Soyuz astronauts landing in their space capsule in Kazakhstan
Credit: NASA / Bill Ingalls
Back on Earth

After eight months aboard the International Space Station, NASA astronaut Jonny Kim and Russian cosmonauts Sergey Ryzhikov and Alexey Zubritsky have returned home. The trio launched into space April 8 on the Roscosmos Soyuz MS-27 spacecraft and traveled nearly 104 million miles during their time in the cosmos, orbiting Earth 3,920 times. Kim said that “the bond that we shared together” is what he’ll remember most from his experience, adding: “I firmly believe that the greatest quality of an astronaut, and a human, is not technical competence, or loyalty, or any of the myriad other things we like to ascribe to astronauts. It’s love.”



A bear in Arizona stuck about 40 feet up a telegraph pole
Coaxing the bear back down to the ground
Lucky Escape

A bear in Arizona was stuck about 40 feet up a telegraph pole and was dangerously close to live electrical wires carrying 7,200 volts, risking electrocution. After local residents reported the sighting, two powerline workmen arrived and first ensured the power to the lines was shut off for safety. One then went up in a bucket truck and used a long fiberglass "hot stick" to gently guide and nudge the reluctant bear down the pole. At one point, the bear comically covered its eyes, as if trying to hide. Happily, the bear finally began to climb down on its own, reached the ground safely, and ran off into the desert unharmed.



White stork nesting
White stork nesting
Historic Return

White storks, extinct as breeding birds in Britain since 1416, to make a historic return to the UK capital as part of an ambitious rewilding effort to bring charismatic nature into busy city communities. Following the successful reintroduction of the birds to the Knepp estate in West Sussex, 45 miles south of central London, the species will be helped back to the city in a project that will also return beavers to flooded former gravel pits in east London. “It’s thrilling,” said Sam Davenport, the director of nature recovery at London Wildlife Trust. “Species reintroductions like this, close to where people live, spark conversations about the art of the possible in urban areas. It might surprise people that east London has lots of suitable habitat for these species.”



Diarmuid Early winning the Excel World Championship
Diarmuid Early | Datarails
Excel-lent Result

Ireland’s Diarmuid Early has triumphed in the Excel World Championship, demonstrating an unparalleled mastery of Microsoft’s spreadsheet software. Early cracked a series of spreadsheet puzzles faster than his rivals at a Las Vegas showdown “vaguely reminiscent of a wrestling event”, said The Register.
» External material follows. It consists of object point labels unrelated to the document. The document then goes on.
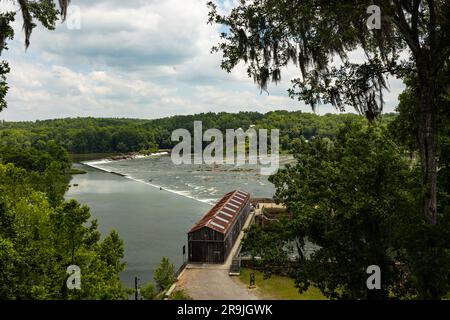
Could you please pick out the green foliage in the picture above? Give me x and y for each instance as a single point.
(164, 275)
(148, 292)
(355, 197)
(90, 135)
(41, 234)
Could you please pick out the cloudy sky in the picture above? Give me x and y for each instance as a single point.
(135, 59)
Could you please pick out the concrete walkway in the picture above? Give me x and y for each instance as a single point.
(212, 281)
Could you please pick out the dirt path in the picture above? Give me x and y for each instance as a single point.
(213, 284)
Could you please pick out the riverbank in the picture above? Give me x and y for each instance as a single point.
(152, 223)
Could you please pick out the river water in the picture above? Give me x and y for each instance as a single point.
(152, 203)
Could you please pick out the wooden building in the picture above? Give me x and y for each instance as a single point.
(212, 238)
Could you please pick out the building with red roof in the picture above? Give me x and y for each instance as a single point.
(211, 239)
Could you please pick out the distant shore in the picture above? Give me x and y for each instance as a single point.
(80, 157)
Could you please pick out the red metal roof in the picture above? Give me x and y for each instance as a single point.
(224, 212)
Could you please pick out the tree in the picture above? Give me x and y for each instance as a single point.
(354, 199)
(270, 34)
(164, 275)
(43, 11)
(38, 241)
(148, 292)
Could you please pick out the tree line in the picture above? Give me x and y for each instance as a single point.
(106, 135)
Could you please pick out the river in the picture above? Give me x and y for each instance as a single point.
(153, 203)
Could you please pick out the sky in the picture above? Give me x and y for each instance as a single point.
(136, 59)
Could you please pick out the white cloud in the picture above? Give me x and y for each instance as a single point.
(135, 58)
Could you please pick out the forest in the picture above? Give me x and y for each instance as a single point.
(107, 135)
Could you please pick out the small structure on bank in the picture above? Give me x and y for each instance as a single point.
(212, 238)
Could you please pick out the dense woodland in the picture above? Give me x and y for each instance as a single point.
(370, 190)
(104, 135)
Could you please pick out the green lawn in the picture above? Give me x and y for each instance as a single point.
(278, 288)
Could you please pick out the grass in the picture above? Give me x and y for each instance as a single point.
(278, 287)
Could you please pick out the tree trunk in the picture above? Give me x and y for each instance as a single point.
(427, 145)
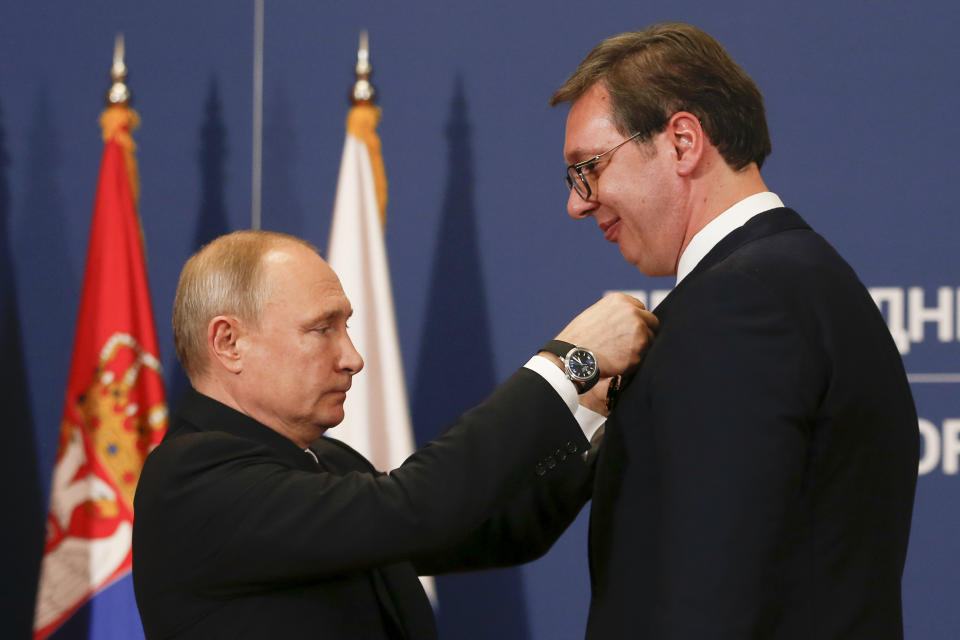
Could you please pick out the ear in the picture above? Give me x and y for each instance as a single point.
(686, 135)
(223, 342)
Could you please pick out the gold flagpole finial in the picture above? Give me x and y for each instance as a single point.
(362, 89)
(118, 93)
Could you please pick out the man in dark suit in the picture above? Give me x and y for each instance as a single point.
(757, 475)
(244, 529)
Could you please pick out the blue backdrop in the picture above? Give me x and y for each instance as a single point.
(861, 98)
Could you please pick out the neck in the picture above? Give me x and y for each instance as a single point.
(223, 392)
(718, 190)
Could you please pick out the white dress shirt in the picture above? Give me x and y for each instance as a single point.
(721, 226)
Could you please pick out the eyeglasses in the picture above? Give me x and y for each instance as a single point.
(575, 178)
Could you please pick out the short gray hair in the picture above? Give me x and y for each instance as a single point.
(225, 277)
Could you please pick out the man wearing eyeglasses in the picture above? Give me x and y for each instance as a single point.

Highlights included “a half-time show featuring an ‘Export to Excel’ musical number”. Early received a trophy, a $5,000 prize, and a “wrestling-style belt” for his efforts.


"Of all the months of the year there is not a month one half so welcome to the young, or so full of happy associations, as the last month of the year." Charles Dickens


On This Day


Apollo 17 astronauts Eugene Cernan (pictured left) and Harrison Schmitt (right)


11 December 1972: Apollo 17 astronauts Eugene Cernan (pictured left) and Harrison Schmitt (right) became the last humans to walk on the Moon.